Our CI/CD system#

Overview#

We use GitHub Actions as our CI/CD vendor and all our workflows are defined as YAML files in the .github/workflows folder in the infrastructure repo.

Longer or more complex workflows are discussed on their own pages (listed in the table of contents), whereas you can find descriptions of simpler or shorter workflows further down this page.

Helm chart values and cluster config validation#

All of our helm charts have associated values.schema.yaml files and we also maintain a custom cluster.schema.yaml file. Here is an example of a values.schema.yaml file from the basehub chart. These schemas explicitly list what values can be passed through our config, and what type these values should have. Therefore, we can use these schemas to validate all our config before making deploys, and catch bugs early.

We have functions within the deployer that validate the cluster config, the support chart values, and the helm chart values for each hub against these schemas. We automatically run these functions in GitHub Actions configured by the validate-clusters.yaml workflow file.
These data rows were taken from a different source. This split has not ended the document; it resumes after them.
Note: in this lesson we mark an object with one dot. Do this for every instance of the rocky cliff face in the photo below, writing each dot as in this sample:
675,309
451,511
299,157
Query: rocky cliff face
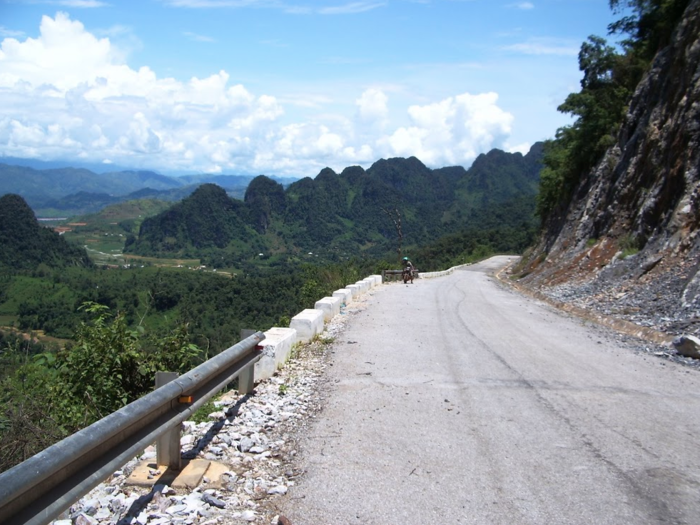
629,245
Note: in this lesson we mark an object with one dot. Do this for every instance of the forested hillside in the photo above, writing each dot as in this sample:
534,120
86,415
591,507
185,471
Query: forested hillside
25,244
620,186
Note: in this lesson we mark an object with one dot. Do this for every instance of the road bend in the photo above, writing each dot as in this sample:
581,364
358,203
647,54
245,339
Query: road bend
457,400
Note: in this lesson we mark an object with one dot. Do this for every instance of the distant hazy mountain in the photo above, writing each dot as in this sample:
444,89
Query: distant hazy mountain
95,167
75,191
347,212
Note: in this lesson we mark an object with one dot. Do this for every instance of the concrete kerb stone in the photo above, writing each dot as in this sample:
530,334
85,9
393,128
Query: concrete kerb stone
364,286
330,306
308,323
344,295
276,348
370,281
355,289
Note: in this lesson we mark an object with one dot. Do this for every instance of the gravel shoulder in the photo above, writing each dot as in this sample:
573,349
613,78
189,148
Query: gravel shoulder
454,399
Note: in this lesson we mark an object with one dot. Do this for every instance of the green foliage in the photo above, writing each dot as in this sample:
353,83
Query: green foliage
629,244
650,26
609,79
49,395
26,244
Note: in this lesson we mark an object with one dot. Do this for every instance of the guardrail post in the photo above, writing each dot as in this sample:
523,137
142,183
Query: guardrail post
246,379
168,445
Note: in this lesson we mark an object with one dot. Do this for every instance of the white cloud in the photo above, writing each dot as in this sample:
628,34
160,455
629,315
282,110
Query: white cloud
451,132
68,94
79,3
5,32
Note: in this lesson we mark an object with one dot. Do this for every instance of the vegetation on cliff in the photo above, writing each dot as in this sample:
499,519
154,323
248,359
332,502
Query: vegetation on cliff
609,80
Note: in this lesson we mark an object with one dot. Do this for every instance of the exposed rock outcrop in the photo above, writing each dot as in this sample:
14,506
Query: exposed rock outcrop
628,245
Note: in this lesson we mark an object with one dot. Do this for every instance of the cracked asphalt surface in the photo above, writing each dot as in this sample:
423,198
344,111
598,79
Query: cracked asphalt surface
458,400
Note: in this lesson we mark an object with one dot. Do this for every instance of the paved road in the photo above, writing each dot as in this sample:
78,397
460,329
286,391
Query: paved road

This workflow is only triggered when related configuration has changed.

Finding the right workflow runs#

GitHub’s UI is slightly confusing for distinguishing between workflows that ran on a Pull Request and workflows that ran on the merge commit to the default branch.

To help contributors to our infrastructure repository find the right workflow run, we have a GitHub Actions workflow that posts a comment on a just merged Pull Request with a link to the GitHub Actions UI filtered for the deploy-hubs.yaml workflow (described above) running on the default branch. Hence, it should be much easier to find the current deployments happening on master than just following GitHub’s UI.